David Williams at the University of Leeds, UK, had designed a model along with his colleagues that projected the development and inherent expansion of agriculture in the future, based on present trends and data. What they found was that if things continue on as they are, we could be looking at a total wiping out of 90% of animal species habitats by the year 2050 – the same year many countries are aiming for to cut back their greenhouse emission release to net zero.
20,000 terrestrial mammals, amphibians and birds will be affected, they project. Their direct projects state that well over 17,000 species will lose large and very valuable portions of their habitats by 2050, which could lead to their endangerment, and in some cases even their extinction.
“We need to produce a huge amount of food over the coming decades,” Williams stated, as a cause of the consistently growing population. “Fundamentally, you need to put a lot of calories into a cow to get a calorie of cow to eat.”
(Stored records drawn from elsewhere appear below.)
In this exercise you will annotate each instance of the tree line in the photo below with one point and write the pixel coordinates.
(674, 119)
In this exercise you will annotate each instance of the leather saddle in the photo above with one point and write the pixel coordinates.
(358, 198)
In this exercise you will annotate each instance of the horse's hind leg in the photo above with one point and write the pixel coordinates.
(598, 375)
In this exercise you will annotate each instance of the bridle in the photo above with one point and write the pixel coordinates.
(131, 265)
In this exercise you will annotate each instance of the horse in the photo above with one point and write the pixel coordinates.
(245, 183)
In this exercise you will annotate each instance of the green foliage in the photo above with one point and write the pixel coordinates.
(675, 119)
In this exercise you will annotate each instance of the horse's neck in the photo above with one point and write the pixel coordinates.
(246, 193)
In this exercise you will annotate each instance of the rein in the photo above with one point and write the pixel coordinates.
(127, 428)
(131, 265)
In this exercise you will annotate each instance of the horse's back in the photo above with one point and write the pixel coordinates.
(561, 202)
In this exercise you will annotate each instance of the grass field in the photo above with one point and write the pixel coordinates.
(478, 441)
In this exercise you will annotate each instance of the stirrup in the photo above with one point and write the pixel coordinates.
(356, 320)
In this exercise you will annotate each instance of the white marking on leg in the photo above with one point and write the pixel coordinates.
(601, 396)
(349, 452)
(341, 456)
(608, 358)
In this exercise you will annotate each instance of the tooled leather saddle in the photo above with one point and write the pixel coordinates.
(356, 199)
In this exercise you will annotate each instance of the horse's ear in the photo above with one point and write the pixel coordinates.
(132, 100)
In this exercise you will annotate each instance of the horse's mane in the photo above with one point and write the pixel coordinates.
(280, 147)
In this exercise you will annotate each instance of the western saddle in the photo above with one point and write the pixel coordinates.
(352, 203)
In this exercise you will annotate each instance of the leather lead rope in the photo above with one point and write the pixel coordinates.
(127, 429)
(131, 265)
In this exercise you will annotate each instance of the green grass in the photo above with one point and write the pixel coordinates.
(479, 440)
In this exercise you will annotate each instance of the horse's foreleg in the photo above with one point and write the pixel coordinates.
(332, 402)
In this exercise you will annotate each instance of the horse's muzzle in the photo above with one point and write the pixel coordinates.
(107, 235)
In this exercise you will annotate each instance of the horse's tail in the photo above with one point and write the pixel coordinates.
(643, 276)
What this means, is that more land will be needed in order to feed more cows/grow more crops as demand will gradually grow, in a way that will be impossible to accommodate without expanding agricultural territories into other species habitats. Those species with niche requirements will be most in danger, as they rely most heavily on the stability of their environments.
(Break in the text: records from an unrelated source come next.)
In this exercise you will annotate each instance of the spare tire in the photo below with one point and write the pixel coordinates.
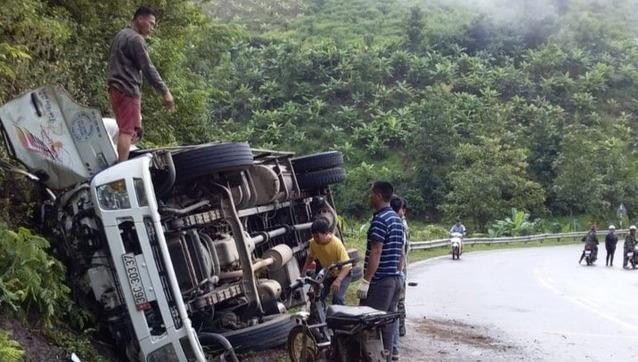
(273, 332)
(210, 158)
(317, 161)
(321, 178)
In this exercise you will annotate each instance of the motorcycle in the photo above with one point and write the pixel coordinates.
(455, 242)
(338, 333)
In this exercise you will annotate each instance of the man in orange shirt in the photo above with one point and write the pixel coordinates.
(328, 249)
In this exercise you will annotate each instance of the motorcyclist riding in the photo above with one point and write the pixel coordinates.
(458, 228)
(630, 243)
(591, 243)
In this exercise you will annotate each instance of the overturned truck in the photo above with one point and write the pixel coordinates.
(179, 252)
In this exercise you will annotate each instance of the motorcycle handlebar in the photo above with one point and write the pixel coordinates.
(318, 279)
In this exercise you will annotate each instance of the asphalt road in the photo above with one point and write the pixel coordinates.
(524, 304)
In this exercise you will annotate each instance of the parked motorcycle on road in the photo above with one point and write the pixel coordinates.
(340, 333)
(631, 257)
(456, 239)
(590, 254)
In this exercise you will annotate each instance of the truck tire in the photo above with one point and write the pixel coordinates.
(317, 161)
(273, 332)
(198, 161)
(321, 178)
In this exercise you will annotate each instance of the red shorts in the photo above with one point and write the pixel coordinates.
(127, 109)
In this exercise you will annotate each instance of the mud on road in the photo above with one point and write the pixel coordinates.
(451, 340)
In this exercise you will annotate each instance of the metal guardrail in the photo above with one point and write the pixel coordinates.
(430, 244)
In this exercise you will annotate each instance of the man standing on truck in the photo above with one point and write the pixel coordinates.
(128, 60)
(382, 283)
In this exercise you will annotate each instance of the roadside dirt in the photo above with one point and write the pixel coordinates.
(426, 340)
(451, 340)
(436, 340)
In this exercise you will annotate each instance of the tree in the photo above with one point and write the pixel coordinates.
(489, 179)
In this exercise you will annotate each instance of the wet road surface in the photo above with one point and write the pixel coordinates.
(525, 304)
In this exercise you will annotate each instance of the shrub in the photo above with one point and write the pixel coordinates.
(10, 350)
(31, 280)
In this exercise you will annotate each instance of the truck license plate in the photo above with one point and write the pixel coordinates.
(135, 281)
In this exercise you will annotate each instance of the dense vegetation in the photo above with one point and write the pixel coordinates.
(498, 111)
(470, 111)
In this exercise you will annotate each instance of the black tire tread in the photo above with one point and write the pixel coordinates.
(317, 161)
(270, 334)
(321, 178)
(206, 159)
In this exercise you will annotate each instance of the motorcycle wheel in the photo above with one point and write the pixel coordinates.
(297, 348)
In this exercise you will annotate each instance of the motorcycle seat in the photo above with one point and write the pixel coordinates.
(348, 317)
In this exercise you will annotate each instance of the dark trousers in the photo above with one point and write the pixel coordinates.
(384, 295)
(594, 253)
(610, 255)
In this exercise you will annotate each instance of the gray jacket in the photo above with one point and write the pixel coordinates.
(128, 60)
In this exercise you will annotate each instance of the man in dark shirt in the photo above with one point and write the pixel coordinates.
(128, 60)
(382, 283)
(591, 243)
(630, 243)
(610, 244)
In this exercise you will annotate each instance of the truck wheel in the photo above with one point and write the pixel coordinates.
(273, 332)
(321, 178)
(197, 161)
(317, 161)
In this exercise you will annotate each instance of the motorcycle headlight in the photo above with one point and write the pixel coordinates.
(165, 353)
(113, 195)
Such a tragedy can be avoided through what would be called “conventional” means, such as establishing more protected areas for species that require them. This isn’t a solution that can protect every species and their habitats, however. Forests are thought to be the most in danger at the moment, which doesn’t bode well for the pressing issue of climate change.
It’s been further projected that if things carry on as they are, the losses of habitats will be particularly bad in Sub-Saharan Africa. Particularly in the Rift Valley and equatorial West Africa. Other places in especial risk of habitat loss include such places as the Atlantic Rainforest in Latin America, and several places in South-Eastern Asia.
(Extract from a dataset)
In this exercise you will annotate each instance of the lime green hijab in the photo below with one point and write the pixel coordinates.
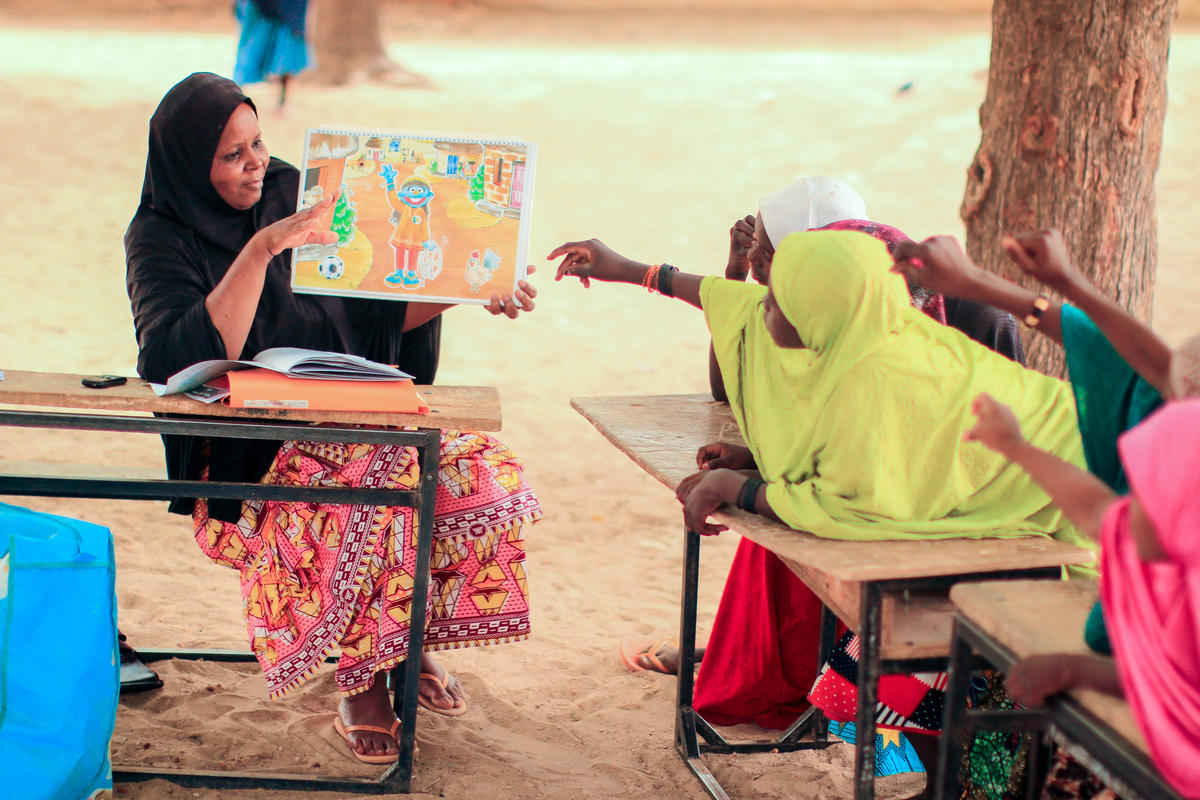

The researchers had made tests of many possible future variations that could lead to the omission of disaster, and what they found was that much of the habitat destruction could be omitted with simple dietary changes. The reduction of food waste, along with the gradual transition towards a more plant-based diet may very well be a solution – which in today’s more vegan-friendly society, may not be such an impossible task as it once may have been considered.
Andrew Balmford at the University of Cambridge said that such a dietary transition may support not only the wildlife and biodiversity of species, but also the battle against a changing climate.